Examples of employee participation programmes in practice include:
- option plan;
- direct sale of shares;
- shadow shares.
As employee share ownership plans often involve considerable sums of money, it is essential that they are set up correctly from the point of view of taxation and social and health insurance contributions. Benefits accruing to employees from such schemes are always treated as employment income in the first instance. This is because they are clearly linked to employment.
In the second phase, income from the holding or sale of shares is classified as capital and other income, i.e. outside employment. It is only here that the possibility of exempting income comes into play.
To set up the tax scheme correctly, it is then necessary to identify the moment of taxation and to determine the amount of income to be taxed. This will depend especially on the type of employee scheme, which we comment on in more detail below.
Finally, the method of taxation of the income (through tax paid on wages or through a tax return) and whether such income is subject to social security and health insurance contributions are assessed. This involves a detailed analysis of the setup of the plan and the relationship between the entity to which the shares are acquired, the legal employer and the employee.
The essence of the option plan is the option right, which means the right to buy back the company's shares at a pre-agreed (discounted) price in the future. However, this is only a right; the employee is not bound by the obligation to buy back the shares. Employees generally acquire the right to buy back shares gradually during the course of their employment.
In the normal setup of an employee stock option plan, taxation and any social security and health insurance contributions are usually due upon exercise of the option, at the time the shares are credited to the employee's investment account. Income is taxed at the difference between the market value of the stock at that time and the purchase price paid by the employee.
Direct sale of shares
Unlike an option plan, where the employee has only the right to exercise the option, the parties may also agree to sell shares outright at a pre-agreed (discounted) price. This option usually comes at the beginning of the employment relationship or soon after it, but a gradual release of shares is not excluded.
In this participation scheme, taxation and possible social security and health insurance contributions are due when the shares are credited to the employee's investment account. Income is taxed at the difference between the market value of the share at that time and the purchase price paid by the employee.

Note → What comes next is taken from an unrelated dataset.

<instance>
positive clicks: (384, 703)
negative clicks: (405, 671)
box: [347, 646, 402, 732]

Shadow shares operate similarly to an option plan, except that the employee is gradually entitled to a cash award corresponding to the appreciation of the share from an agreed point in time, based on an internal or contractual mechanism. Thus, employees never become shareholders. The company is only contractually obliged to pay them the amount corresponding to the share appreciation at a certain point in time as a bonus on top of their salary.
In the case of a shadow share scheme, employees do not actually acquire securities; the value of the cash award is merely derived from them. The income and any social security and health insurance contributions are taxed at the time of settlement or payment of the full amount of the cash award.
If a company decides to apply an employee participation scheme, it is prudent to bear in mind some basic conditions that define the rules under which the scheme will be implemented. In particular, our recommendations are:
- Limit the volume of shares that will be used for the programme (10-15%).
- Reserve the right to unilaterally change certain parameters of the programme.
- Define what shareholder rights are attached to the shares (profit share x voting rights).
- The right of the company to buy back the shares acquired from the employee at market price, e.g. in a bad leaver situation.
- Restrict (or completely prohibit) the transfer of shares to third parties or encumber them (e.g. pledge).
- Assess the tax implications of the scheme in detail and communicate them appropriately to employees.
While participation programmes are not and cannot be the only way to attract motivated and valuable employees, they can be an attractive benefit that such employees will want. However, the programme needs to be carefully tailored to the specific company.